Hiç kimsenin görülen bir dava hakkında tavsiye ve telkinde bulunmaması tavsiyesinde bulunan Bakan Gül, yargının bağımsız ve tarafsız olduğunu vurgulayarak, “Yargıyı güncel malzemelerden, reyting malzemesinden çıkaralım. Yargıyı kendi haline bırakalım. Yanlış varsa da kendi sistem içerisinde düzelmektedir. Yanlış var mı? Benimde sizin de kabul etmediğimiz ‘Bu nasıl karar’ dediğiniz kararlar var mı, var. Eksikler var mı var. Ama buradan yola çıkarak yargıyı linç malzemesi yapmak, haksız töhmetler altında bırakmak asla kabul edilemez. Yargıyı yargıya bırakalım. Yargısız infaz yapmayalım.” ifadelerini kullandı.

ADALET HİZMETLERİNE ERİŞİMİ KOLAYLAŞTIRACAK ADIMLAR ATIYORUZ

Adalet Bakanı Gül, yargı sisteminin omurgasını oluşturan Ulusal Yargı Ağı Bilişim Sistemi (UYAP) ile ilgili yeni çalışmalar yaptıklarını söyledi. ‘UYAP 2023’ adında yeni bir sürüm üzerinde çalıştıklarını belirten Bakan Gül, “Önümüzdeki günlerde buna ilişkin ayrıntıları kamuoyuyla paylaşacağız. Vatandaşımızın hayatını, adalet hizmetlerini kolaylaştıracak ne varsa bunların arayışı içerisindeyiz. Bu konuda da Yargıda Yapay Zeka Müdürlüğü kurduk.

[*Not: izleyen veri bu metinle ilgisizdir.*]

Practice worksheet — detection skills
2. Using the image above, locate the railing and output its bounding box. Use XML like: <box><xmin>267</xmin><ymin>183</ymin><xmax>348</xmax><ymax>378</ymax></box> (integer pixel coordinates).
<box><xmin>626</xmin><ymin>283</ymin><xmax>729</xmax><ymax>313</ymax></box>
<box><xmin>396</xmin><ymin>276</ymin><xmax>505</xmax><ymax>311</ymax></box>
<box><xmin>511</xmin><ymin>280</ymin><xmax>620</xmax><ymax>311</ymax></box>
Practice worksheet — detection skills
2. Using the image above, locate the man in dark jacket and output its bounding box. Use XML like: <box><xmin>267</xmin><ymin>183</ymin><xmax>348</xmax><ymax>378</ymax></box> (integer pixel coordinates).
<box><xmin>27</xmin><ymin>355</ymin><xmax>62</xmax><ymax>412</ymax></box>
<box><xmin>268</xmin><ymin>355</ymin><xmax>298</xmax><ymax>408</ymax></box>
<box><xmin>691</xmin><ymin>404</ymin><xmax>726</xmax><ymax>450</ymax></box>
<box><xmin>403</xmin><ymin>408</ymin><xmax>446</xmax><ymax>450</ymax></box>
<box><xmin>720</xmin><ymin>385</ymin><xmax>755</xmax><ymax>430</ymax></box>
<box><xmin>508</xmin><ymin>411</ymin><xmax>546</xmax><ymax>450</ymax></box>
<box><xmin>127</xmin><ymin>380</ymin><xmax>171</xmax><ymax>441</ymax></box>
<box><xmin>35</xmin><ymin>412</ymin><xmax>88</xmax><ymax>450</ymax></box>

Dünyada yapay zekada en iyi şekilde vatandaşımızın işlerini kolaylaştıracak bir çalışmayı yapacağız. 2023’e kadar adım adım hizmetleri arttırıcı şekilde hayata geçireceğiz.” dedi.

Bakan Gül, programın sonunda yeni bir anayasa temennisini tekrar vurgulayarak, şöyle konuştu:

“Türkiye’de vesayetin asla ama asla yer bulamayacağı, vesayete kapalı, millete açık demokrasinin daha güçlü bir şekilde inşa edileceği bir yeni ve sivil anayasanın önümüzdeki günlerde hayata geçmesini diliyorum. 12 Eylül’de hayatını kaybetmiş, hangi düşünceden, hangi inanıştan olursa olsun işkenceye maruz kalmış, tüm vesayet ve darbe dönemlerinde ve 15 Temmuz’da hayatını kaybetmiş şehitlerimize, darbeciler tarafından şehit edilmiş tüm şehitlerimizi de rahmet ve minnetle anıyorum.”